US and state officials start to boost firefighting budgets and weigh other reforms.
Boston and San Diego
“I’m looking at homes with dead trees and fields of brown grass, and it’s unbelievable” that such fire-friendly fuel hasn’t been removed, he says. Four homes on his street burned to the ground, but “people still don’t get it. It boggles my mind to think that they’ve forgotten so quickly what can happen here.”

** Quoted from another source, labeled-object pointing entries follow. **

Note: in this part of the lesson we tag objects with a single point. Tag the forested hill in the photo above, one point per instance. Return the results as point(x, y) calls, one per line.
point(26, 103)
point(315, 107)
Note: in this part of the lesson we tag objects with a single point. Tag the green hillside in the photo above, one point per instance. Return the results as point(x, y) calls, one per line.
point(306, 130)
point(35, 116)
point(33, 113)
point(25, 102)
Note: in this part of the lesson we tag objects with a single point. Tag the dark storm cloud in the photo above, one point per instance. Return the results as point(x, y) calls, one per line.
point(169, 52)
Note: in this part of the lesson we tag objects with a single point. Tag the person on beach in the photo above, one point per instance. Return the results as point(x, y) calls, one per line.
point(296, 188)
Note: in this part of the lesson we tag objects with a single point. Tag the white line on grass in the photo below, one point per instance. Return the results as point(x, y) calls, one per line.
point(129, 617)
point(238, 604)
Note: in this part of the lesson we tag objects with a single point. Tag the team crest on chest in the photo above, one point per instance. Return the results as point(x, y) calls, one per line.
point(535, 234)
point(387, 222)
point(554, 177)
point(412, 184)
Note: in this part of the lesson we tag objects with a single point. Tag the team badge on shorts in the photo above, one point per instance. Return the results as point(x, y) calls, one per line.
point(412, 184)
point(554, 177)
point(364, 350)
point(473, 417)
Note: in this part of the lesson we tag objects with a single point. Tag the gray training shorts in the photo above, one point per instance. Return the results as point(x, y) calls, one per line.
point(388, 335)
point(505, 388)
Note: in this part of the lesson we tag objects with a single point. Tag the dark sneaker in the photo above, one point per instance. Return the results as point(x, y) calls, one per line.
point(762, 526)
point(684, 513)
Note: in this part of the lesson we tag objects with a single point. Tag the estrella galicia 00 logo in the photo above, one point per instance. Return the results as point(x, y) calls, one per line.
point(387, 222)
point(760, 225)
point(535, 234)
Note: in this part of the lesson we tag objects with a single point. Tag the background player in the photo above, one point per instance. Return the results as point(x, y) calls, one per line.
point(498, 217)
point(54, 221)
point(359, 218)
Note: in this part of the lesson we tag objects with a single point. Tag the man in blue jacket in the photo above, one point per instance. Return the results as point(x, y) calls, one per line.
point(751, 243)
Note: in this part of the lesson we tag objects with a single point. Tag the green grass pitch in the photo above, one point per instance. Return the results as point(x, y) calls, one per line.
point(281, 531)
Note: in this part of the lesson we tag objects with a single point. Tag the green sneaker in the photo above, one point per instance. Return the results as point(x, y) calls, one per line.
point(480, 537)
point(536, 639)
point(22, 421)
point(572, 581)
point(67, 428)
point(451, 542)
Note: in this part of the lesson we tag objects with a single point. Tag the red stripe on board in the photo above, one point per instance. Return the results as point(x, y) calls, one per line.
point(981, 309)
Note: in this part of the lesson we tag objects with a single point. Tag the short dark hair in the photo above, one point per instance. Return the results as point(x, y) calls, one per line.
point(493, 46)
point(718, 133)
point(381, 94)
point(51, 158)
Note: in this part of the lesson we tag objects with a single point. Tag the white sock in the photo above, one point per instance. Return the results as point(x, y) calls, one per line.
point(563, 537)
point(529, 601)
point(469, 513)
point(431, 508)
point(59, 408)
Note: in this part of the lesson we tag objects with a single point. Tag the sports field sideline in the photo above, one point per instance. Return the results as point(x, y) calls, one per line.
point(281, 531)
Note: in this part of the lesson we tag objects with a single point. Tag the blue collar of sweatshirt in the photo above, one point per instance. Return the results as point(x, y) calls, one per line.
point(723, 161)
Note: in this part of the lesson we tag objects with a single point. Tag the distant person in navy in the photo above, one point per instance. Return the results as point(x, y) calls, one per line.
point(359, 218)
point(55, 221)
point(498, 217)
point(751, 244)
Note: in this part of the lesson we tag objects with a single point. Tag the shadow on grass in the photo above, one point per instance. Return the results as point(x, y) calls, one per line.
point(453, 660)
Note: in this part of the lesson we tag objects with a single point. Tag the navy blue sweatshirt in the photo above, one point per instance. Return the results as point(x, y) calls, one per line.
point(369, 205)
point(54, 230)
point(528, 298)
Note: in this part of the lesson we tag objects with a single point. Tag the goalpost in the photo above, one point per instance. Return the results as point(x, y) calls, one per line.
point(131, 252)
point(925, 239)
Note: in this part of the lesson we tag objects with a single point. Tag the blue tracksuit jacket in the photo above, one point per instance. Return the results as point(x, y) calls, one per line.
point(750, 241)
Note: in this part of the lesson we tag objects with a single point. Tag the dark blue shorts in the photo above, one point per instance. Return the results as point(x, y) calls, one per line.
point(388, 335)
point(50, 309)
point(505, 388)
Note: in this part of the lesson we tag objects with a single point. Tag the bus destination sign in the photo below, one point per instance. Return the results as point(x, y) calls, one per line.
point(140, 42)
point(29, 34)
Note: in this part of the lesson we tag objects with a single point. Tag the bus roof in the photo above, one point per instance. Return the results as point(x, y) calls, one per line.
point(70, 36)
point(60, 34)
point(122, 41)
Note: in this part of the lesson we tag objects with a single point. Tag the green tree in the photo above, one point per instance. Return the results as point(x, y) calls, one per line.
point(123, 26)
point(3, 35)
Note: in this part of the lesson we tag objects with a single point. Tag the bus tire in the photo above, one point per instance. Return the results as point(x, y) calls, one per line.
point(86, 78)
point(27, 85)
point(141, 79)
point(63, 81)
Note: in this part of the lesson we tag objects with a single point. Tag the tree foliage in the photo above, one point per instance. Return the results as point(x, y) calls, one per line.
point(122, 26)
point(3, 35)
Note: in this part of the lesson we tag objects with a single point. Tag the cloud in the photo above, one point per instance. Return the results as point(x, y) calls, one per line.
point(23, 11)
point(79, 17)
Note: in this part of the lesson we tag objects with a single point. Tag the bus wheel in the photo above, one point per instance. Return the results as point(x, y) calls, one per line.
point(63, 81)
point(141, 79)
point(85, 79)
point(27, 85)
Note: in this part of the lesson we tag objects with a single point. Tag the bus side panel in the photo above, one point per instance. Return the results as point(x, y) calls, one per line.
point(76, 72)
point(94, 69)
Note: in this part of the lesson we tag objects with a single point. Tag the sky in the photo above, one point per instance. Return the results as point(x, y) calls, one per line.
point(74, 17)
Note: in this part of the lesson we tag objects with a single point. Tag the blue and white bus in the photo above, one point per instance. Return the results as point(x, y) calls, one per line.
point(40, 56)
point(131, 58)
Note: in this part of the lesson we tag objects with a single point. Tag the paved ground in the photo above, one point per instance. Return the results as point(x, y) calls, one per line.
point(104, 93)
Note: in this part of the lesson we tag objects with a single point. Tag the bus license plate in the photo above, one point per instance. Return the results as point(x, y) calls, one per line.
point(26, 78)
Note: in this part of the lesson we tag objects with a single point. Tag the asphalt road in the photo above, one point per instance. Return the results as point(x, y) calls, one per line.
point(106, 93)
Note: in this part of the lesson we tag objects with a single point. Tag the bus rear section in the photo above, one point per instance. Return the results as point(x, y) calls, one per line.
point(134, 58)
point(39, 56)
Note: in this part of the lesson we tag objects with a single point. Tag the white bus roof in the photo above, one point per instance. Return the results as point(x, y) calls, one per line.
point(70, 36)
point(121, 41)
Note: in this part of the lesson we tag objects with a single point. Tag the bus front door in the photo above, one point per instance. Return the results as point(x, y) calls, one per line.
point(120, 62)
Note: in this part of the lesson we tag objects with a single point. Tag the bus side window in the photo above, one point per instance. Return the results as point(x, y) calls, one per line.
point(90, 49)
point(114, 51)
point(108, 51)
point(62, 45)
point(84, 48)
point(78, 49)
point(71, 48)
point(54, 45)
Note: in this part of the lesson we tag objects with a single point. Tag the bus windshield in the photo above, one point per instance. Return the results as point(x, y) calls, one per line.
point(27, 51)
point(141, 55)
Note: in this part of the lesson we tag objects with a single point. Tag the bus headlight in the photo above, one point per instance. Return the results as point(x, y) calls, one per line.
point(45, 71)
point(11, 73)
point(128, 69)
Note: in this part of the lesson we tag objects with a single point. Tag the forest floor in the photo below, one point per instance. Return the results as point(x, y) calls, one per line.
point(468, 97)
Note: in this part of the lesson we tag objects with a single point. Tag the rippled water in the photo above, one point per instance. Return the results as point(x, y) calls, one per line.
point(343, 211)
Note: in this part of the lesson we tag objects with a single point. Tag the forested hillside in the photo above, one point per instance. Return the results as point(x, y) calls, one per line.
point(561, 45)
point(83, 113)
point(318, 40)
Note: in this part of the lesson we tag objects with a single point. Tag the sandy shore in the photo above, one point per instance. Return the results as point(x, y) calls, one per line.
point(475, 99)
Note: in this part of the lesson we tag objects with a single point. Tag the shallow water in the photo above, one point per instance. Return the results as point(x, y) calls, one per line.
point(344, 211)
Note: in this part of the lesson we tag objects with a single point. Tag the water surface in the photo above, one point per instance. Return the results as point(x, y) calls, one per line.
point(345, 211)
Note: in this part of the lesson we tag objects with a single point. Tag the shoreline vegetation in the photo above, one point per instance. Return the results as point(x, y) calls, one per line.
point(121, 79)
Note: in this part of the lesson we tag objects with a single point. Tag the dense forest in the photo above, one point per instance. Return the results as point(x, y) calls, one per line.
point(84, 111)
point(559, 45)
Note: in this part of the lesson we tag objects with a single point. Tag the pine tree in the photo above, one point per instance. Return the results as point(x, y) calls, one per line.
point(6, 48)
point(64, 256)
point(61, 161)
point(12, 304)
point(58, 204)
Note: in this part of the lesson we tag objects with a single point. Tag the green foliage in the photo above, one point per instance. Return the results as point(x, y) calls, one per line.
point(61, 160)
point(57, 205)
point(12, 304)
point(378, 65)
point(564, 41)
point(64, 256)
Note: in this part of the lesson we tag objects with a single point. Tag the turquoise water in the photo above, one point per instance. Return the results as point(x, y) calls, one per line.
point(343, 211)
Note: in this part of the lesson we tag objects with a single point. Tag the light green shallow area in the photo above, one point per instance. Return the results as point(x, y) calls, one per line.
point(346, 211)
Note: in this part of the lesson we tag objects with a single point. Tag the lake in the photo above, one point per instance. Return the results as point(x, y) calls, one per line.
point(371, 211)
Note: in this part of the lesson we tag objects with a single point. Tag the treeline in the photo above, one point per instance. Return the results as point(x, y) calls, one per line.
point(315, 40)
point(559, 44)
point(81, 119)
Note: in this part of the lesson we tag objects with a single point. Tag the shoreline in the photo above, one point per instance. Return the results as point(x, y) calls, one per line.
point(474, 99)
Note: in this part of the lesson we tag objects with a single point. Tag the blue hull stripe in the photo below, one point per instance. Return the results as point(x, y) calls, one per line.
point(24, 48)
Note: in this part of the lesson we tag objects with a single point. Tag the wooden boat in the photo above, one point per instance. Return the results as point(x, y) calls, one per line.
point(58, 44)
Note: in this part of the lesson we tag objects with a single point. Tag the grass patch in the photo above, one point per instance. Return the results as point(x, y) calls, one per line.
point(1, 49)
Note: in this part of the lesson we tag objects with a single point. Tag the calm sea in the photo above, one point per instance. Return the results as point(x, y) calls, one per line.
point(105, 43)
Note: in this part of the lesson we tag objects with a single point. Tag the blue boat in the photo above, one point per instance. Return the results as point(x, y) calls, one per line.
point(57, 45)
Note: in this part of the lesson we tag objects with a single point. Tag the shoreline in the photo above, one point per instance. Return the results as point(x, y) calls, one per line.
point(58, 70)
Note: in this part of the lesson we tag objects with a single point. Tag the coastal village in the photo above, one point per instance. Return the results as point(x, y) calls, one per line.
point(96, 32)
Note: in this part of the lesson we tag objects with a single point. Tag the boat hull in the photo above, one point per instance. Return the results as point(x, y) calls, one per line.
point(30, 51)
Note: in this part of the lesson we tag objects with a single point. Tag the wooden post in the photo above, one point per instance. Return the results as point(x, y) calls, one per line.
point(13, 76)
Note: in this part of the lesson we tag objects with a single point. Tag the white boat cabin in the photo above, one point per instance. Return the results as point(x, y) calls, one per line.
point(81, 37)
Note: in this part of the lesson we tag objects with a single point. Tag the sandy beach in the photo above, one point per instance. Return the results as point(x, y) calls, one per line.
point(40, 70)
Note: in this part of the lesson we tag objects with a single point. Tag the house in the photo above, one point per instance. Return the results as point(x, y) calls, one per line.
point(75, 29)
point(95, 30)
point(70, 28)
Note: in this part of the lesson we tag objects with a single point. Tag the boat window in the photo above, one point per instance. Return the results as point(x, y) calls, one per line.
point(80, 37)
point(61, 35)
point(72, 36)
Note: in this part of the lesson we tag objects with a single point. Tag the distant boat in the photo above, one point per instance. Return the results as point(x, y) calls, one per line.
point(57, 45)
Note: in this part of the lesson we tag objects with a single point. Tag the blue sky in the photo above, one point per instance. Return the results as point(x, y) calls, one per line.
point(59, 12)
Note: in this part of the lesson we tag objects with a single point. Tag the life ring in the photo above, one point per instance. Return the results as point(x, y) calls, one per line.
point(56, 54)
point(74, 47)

His lament echoes the dismay among firefighting officials from Washington to Sacramento. The number and average size of wildfires have been growing, particularly in the past eight years, and fire seasons are getting longer – a trend many scientists attribute to global warming. Yet more and more people are building homes along what specialists call the wildland-urban interface and few communities strictly enforce fire-prevention measures. The convergence of these factors is straining state and federal firefighting budgets. Now, lawmakers are coming up with proposals for everything from crafting firefighting budgets to regulating development in wildfire-prone areas.
“This is a very solvable problem,” says Rich Fairbanks, wildfire policy specialist with the Wilderness Society, who spent 32 years at the US Forest Service as a firefighter and in related activities. “But you’ll step on some toes” along the way.
At the federal level, the cost of fighting catastrophic fires comes out of the US Forest Service’s regular operating budget. For the third year running, the agency has had to shortchange other activities to meet the cost. Congress appropriated $1.2 billion for firefighting this fiscal year, while expenses are currently projected to top $1.6 billion, according to US Forest Service officials. Some fire-policy analysts expect it to climb closer to $1.9 billion.